As described above, according to the large-sized air-conditioning window glass of the present invention, the temperature and air volume of the conditioned air can be adjusted, so that the load processing with a larger window area can be performed as compared with the conventional case. it can. Further, since the conditioned air circulates from the air conditioner through the outdoor-side hollow layer, the chamber box and the indoor-side hollow layer, the heat transfer amount of the conditioned air is twice as large as the window area, and the heat transfer efficiency is greatly improved.

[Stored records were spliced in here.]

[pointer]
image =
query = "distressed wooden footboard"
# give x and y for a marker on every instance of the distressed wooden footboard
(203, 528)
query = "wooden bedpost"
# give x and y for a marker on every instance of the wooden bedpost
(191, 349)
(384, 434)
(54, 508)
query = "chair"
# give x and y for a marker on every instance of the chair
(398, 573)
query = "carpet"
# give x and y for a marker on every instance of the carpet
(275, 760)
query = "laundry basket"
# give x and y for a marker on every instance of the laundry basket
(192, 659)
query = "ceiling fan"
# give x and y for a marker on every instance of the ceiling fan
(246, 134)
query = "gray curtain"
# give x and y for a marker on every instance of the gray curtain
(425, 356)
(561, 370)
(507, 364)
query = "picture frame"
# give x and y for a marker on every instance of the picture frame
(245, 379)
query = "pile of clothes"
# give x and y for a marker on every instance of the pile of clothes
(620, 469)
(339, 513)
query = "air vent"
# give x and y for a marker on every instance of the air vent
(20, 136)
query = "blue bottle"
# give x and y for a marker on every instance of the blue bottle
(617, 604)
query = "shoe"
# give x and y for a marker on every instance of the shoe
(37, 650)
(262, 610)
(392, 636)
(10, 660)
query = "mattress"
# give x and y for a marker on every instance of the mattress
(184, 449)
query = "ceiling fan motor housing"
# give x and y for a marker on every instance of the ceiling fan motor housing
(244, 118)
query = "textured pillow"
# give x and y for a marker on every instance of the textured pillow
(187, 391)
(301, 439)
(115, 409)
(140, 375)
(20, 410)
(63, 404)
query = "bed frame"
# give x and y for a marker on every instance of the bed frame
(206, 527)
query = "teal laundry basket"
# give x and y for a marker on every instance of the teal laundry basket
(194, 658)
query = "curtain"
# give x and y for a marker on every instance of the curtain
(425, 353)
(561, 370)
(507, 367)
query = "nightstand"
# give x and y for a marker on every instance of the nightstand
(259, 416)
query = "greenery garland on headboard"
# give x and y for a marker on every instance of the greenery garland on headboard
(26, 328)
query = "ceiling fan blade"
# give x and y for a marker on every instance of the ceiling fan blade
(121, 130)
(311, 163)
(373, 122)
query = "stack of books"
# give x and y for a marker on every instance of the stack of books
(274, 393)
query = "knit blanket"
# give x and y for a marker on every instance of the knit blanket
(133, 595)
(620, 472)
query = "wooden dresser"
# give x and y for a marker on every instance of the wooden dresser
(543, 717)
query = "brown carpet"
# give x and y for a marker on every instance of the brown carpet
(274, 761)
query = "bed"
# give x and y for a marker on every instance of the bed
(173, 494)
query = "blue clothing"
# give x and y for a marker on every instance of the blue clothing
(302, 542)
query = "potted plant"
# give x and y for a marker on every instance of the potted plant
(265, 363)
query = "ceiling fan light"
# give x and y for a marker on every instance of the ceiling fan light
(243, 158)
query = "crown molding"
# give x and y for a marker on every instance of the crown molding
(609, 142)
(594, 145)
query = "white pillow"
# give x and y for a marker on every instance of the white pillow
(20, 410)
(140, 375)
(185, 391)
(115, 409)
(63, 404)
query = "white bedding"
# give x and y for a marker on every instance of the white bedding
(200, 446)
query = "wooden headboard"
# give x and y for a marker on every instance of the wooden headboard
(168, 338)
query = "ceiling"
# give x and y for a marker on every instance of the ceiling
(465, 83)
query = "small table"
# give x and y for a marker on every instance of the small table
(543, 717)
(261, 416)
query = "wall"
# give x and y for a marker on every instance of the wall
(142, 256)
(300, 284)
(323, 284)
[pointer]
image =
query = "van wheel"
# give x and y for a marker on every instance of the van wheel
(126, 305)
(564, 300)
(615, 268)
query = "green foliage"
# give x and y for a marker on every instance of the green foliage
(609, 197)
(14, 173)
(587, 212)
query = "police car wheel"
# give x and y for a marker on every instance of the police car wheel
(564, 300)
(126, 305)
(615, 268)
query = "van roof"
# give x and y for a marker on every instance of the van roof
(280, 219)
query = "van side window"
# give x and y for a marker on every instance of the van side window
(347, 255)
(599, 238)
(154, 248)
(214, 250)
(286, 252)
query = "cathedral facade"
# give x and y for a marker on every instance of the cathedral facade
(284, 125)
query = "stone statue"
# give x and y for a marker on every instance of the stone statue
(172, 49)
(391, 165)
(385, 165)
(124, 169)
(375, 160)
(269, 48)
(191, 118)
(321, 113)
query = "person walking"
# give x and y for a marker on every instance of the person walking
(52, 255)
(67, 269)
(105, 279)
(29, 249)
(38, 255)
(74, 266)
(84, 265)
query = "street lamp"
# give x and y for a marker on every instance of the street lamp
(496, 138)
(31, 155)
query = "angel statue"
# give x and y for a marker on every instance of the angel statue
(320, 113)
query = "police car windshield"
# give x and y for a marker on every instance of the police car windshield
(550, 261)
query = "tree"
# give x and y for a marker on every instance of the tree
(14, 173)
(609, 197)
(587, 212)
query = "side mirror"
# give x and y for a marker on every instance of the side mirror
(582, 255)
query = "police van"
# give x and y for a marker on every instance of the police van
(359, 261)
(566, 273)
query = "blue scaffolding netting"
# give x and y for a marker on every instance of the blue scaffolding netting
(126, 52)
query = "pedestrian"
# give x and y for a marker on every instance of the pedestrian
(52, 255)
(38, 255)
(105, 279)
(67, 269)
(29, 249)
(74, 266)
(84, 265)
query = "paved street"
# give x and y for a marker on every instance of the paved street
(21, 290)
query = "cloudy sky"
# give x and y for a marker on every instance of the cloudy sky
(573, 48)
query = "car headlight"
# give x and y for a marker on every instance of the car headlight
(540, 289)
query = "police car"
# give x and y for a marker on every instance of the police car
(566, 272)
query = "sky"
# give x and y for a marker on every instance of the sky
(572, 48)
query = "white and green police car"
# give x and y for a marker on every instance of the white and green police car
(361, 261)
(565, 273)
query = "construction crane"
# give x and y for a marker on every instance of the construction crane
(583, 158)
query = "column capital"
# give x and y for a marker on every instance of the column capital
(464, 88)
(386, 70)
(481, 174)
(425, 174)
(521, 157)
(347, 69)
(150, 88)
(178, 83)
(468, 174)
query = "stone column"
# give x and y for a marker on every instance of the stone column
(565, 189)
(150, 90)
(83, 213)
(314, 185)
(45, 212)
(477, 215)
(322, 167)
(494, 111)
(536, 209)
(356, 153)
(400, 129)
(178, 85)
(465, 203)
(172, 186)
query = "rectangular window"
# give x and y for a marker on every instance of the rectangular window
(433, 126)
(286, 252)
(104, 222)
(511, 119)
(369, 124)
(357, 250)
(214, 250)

While being able to
Cleaning of the inside of the hollow layer can be made unnecessary.

[Brief description of the drawings]

FIG. 1 is a side sectional view showing one embodiment of a large air-conditioning glass window of the present invention.

FIG. 2 is a plan sectional view illustrating the operation of the large-sized air-conditioning glass window of FIG.

FIG. 3 is a front sectional view for explaining the operation of the large air-conditioning glass window of FIG.

FIG. 4 is a side sectional view for explaining the operation of the large air conditioning glass window of FIG.

FIG. 5 is a side sectional view of a conventional window system.

[Explanation of symbols]

 DESCRIPTION OF SYMBOLS 1 Building 2 Opening 3 Sheet glass 4 Sheet glass 5 Sheet glass 6 Hollow layer 7 Hollow layer 8 Large-sized glass window 9 Air conditioner 11 Air-conditioning air outlet 13 Suction port 14 Chamber box

Claims (2)

(57) [Claims] 1. An air conditioner having an air-conditioned air outlet communicating with an outdoor-side hollow layer and a suction port communicating with an indoor-side hollow layer below a large-sized glass window having a double-layer triple-glass structure. A large air-conditioning glass window, wherein a chamber box is provided above the large glass window to communicate both hollow layers. 2. The large-sized air-conditioning glass window according to claim 1, wherein the outdoor side glass sheet is a heat absorbing and anti-glass, and the intermediate and indoor side glass sheets are a heat absorbing glass.